Larga tra parole (scarso)

  • poca disposizione a ragionare,
  • accetta idee e proposizioni altrui senza vagliarle;
  • parla e pronuncia giudizi senza preoccuparsi di essere oggettivo. (B, 174)
  • mancanza di criterio pratico
  • porta con sé la facile credulità , la defettibilità di critica, la scarsezza di giudizio per entrare nella vera oggettività delle cose. (Sc, 194)
  • incoscienza.

sotto i 2/10: indica mancanza di criterio, defettibilità di ragionamento, tendenza a non saper usare della necessaria avvedutezza per dar luogo al sospetto, anche quando il sospetto si impone. Mancanza di criterio pratico, inettitudine a usare la diffidenza quando l’opportunità lo richiede.
Tende a credere a tutto quello che gli si dà ad intendere, e quindi a non saper adottare ripari alla sua ingenuità, in tutti i casi della vita. (B, 120)

sopra i 2/10: sufficiente per ottenere un’avvedutezza ordinaria, da non farlo cadere nell’inganno dei furbi.

con Largo di lett., tra lettere, Minuta: presenta quelle intelligenze delle quali la profondità e la raffinatezza restano indifese o non difese adeguatamente quando si ingaggia la discussione con loro da un’intelligenza superiore; non hanno la prontezza della critica.
Con Larga tra parole sottomediocre, l’intelligenza si trova nello stato che intuisce la grandezza e la raffinatezza di una verità, ma non le sa dare quella impostazione scientifica per cui tale verità resiste agli assalti. (Att, 67)

Larga tra parole sotto i 5/10 e non inferiore ai 2/10 con Disuguale metodico, indica tendenza non alla scienza, ma all’arte. Per arte intendo la facoltà inventiva e, sotto questo aspetto, l’inventore scientifico, lo scopritore di leggi fisiche, chimiche, ecc., in quanto inventore e scopritore, non è scienziato, ma artista; diventa scienziato quando dimostra le sue invenzioni con metodo scientifico. (B, 114)

  • quando il Largo tra parole è minore (del Largo di lettere) ma c’è il Disuguale metodico, allora questo sostituisce il ragionamento. (Sc, 17)

scarso Larga tra parole + Disordinata = deficienza a volte massima e senza criterio di giudizio, tende a pensieri paradossali e ad immotivazione nelle sue azioni (Sc, 106).
L’impastoiamento nel disordine lo rende fatuo e spinto ad azioni immotivate. (ib.)

  • possono avere un’ottima memoria materiale perché non vengono distratti dal ragionamento. (CU, 255)
  • .

    LUISETTO

    Dove manca la ponderazione, manca anche il pensiero e naturalmente deve essere surrogato da qualche altra facoltà, da qualche altra iniziativa.
    Con scarso Larga tra parole il pensiero si esprime:

    • in una forma di narrazione;
    • in una forma di descrizione.

    Con scarso Larga tra parole (+ Curva) il soggetto quando trova una difficoltà si avvilisce. Non ha la forza di ponderazione, per sostenersi davanti a queste difficoltà.

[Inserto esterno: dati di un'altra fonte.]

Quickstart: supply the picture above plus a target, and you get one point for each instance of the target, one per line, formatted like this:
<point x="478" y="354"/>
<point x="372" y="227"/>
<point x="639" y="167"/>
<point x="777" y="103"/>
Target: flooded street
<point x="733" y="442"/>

    La mancanza di ponderazione è sempre un’autodifesa sul proprio progetto, un’autodifesa che non considera ragioni. Non ha l’equilibrio di cogliere la risposta che uno dà. Quando si entra nell’ordine intellettivo, dove deve entrare la ponderazione, là non capisce.

    La poca larghezza tra parole può dare spirito di adattabilità, però questi tali si adattano esternamente, ma tengono la loro indipendenza a base di sentimento. Per questo possono arrivare a piangere se non sono accontentati, oppure devono adattarsi e si adattano piangendo o lagnandosi.

    Può tendere alla depressione perché manca di autocontrollo, manca la capacità di andare contro se stessi. Dà l’istintività nelle proprie difese per cui difficilmente entra, per mancanza di ponderazione, nella condiscendenza del giudizio altrui. Fa da sé e basta.

    Chi non ha i segni della ponderazione segue il sentimento. Perciò vuole quel che vuole a base di sentimento.